In Yerevan there was an interesting moment when I gave a lecture on the Karabakh conflict and referred to Azerbaijan as a “wounded nation.” To me that was self-evident. But the Armenians in the hall could not accept that, and there was an audible surge of complaining groans as I uttered the phrase. Some of the same Armenians who nodded enthusiastically when I said that the world must listen to the voices of Karabakh Armenians could not bear me to say the same about the (even more marginalized) displaced Karabakh Azerbaijanis.
Marketing Peace
My focus here has been to examine the narratives of the Nagorny Karabakh conflict, rather than analyze the details of the ongoing, if stuttering, peace process and diplomatic negotiations. That is also important of course, but for a diplomatic a solution to work, it needs to resonate with the societies involved, and that means each needs to be able to accept the legitimacy of the aspirations of the other.
Correspondingly, I am less disposed to support one or other solution to the puzzle of security and sovereignty that the Karabakh conflict presents. The beauty of any given diplomatic plan is less important than the will of the two sides to accept it.
Having said that, I do commend the French, Russian, and U.S. mediators of the Minsk Group of the Organization for Security and Cooperation in Europe for having fashioned what looks like a workable framework plan. The Armenian and Azerbaijani presidents have not accepted it, but they have negotiated so closely on its details that there is a common consensus that this is the only game in town.
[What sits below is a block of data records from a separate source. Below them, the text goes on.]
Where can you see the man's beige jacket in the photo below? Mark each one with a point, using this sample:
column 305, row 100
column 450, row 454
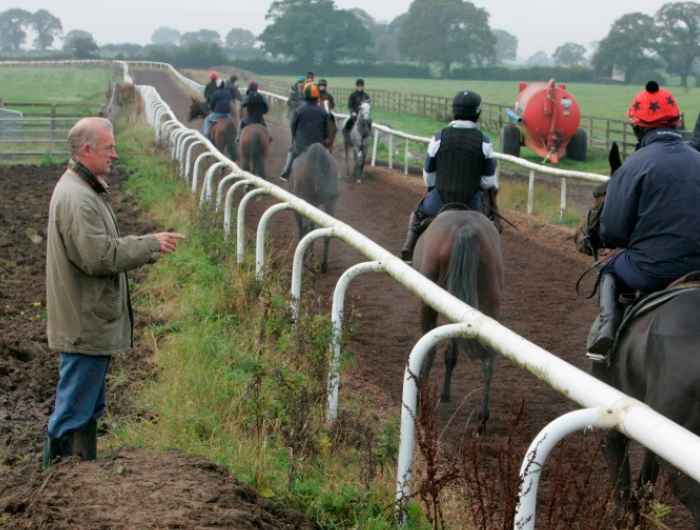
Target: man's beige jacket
column 87, row 296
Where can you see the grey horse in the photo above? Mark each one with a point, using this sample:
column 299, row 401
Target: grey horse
column 358, row 139
column 461, row 252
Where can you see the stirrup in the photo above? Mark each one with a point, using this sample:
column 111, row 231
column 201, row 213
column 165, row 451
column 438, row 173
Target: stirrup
column 597, row 357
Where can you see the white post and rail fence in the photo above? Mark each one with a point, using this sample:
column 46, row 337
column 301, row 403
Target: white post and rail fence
column 601, row 405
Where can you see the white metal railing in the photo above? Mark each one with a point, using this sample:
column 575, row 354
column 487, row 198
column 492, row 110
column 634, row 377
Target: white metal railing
column 603, row 405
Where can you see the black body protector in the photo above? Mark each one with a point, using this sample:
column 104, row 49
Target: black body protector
column 460, row 164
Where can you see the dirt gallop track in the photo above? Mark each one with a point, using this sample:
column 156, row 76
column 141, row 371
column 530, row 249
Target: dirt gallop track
column 540, row 301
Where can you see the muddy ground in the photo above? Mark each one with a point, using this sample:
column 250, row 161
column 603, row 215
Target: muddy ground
column 129, row 489
column 540, row 304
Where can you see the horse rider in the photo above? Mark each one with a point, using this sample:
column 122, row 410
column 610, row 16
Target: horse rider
column 355, row 100
column 211, row 86
column 296, row 94
column 326, row 99
column 650, row 212
column 309, row 126
column 255, row 105
column 221, row 100
column 458, row 166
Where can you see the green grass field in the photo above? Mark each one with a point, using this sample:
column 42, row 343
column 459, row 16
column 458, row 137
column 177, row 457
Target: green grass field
column 603, row 101
column 80, row 87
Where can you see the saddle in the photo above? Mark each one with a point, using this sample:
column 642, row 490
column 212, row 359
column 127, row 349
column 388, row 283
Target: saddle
column 641, row 304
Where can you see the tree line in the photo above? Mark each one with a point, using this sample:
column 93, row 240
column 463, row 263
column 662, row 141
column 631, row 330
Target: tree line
column 442, row 37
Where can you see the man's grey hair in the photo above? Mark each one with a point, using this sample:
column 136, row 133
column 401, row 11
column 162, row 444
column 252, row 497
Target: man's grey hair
column 85, row 133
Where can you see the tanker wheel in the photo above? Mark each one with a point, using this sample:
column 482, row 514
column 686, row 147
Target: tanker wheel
column 510, row 140
column 577, row 149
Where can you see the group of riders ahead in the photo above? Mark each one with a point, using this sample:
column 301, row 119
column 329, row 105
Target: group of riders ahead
column 649, row 210
column 309, row 103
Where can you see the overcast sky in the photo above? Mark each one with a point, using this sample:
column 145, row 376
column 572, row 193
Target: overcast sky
column 538, row 24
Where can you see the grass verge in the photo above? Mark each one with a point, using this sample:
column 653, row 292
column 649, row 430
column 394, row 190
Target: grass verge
column 237, row 383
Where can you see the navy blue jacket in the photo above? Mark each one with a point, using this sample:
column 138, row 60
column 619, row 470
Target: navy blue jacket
column 652, row 207
column 221, row 100
column 309, row 126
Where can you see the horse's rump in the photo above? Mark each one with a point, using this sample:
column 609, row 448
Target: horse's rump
column 315, row 175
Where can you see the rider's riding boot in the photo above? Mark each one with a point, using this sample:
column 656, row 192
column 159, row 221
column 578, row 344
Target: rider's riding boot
column 608, row 321
column 56, row 448
column 85, row 442
column 287, row 167
column 411, row 237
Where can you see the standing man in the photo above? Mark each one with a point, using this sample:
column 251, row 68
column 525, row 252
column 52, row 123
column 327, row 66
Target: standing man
column 309, row 126
column 354, row 101
column 458, row 166
column 89, row 310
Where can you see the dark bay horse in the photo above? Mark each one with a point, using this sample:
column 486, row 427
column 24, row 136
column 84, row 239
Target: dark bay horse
column 358, row 138
column 223, row 132
column 461, row 252
column 657, row 361
column 314, row 178
column 254, row 147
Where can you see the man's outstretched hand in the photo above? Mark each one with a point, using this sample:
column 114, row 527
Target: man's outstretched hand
column 168, row 241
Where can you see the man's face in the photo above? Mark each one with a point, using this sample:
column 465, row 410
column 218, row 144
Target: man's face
column 99, row 159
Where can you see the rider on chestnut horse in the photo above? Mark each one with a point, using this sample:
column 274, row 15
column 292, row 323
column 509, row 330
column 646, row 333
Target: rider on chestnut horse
column 255, row 105
column 309, row 126
column 459, row 165
column 326, row 99
column 220, row 104
column 650, row 212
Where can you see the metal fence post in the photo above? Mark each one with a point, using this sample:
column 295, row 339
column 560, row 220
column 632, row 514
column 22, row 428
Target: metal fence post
column 374, row 147
column 298, row 265
column 391, row 151
column 240, row 226
column 531, row 193
column 539, row 451
column 337, row 322
column 262, row 234
column 562, row 200
column 405, row 158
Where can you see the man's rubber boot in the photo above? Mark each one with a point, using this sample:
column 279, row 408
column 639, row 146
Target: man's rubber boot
column 85, row 442
column 56, row 448
column 411, row 237
column 608, row 320
column 287, row 168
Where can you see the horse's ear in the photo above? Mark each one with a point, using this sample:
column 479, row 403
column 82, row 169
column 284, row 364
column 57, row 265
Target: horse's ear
column 614, row 158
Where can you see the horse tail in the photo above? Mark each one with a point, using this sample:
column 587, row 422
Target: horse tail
column 256, row 155
column 463, row 270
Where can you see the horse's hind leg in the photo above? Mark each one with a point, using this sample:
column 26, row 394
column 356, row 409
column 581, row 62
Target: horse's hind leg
column 451, row 354
column 617, row 456
column 487, row 369
column 330, row 210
The framework peace plan, the first draft of which was filed as long ago as 2007, consists of the so-called Basic Principles. Its six points are inseparable. They set out a sequence of beneficial actions whereby Azerbaijanis recover the occupied territories around Karabakh currently under Armenian military control. The Armenians get a land corridor linking Armenia and Karabakh, and Karabakh is granted “interim status” before an eventual “legally binding expression of will” determines the final status of the small territory at the middle of the dispute—all of this guaranteed in the meantime by an international peacekeeping force.
The problem with this peace plan is not so much the product as the marketing of it. The two presidents, who have negotiated in private over a deal that moves the whole region forward, returns people to their homes, and unblocks communications, are doing almost nothing to sell it to their publics. Societies remain suspicious, cynical, insecure, preferring the status quo to the uncertain promise of a better future based on compromise.
It all comes down to trust: the inability of the two sides, burdened by suspicion and angry rhetoric, to work together for what should be a mutually beneficial goal. This is why if I fault the Minsk Group and international engagement in general on this conflict, it is not for the quality of the diplomacy, but for failing to be forceful enough and set out their own distinct agenda for peace.
These external actors could move the process forward by being more proactive in designing the international peacekeeping agreement that will underpin the settlement of the conflict.
And the outsiders must be more robust in setting out a currently unspoken “third narrative” that will underlie a peace agreement. If Armenian and Azerbaijani leaders cannot publicly make a case for the virtues of peace, compromise, and a mutually beneficial future for the region, outsiders with a stake in the peaceful outcome of the Karabakh conflict must be more vocal in doing it for them—in public speeches, in the media, and by supporting those brave individuals who break with the state consensus.
Black Garden sets out to provide a factual underpinning of a third narrative. The war over Nagorny Karabakh was a tragic conflict. There is much grief, trauma, and injustice still there to be overcome. But I believe there are also hidden reservoirs of compromise and consensus between Armenians and Azerbaijanis that are being ignored and can be the basis for a peace agreement—if anyone cares to look for them.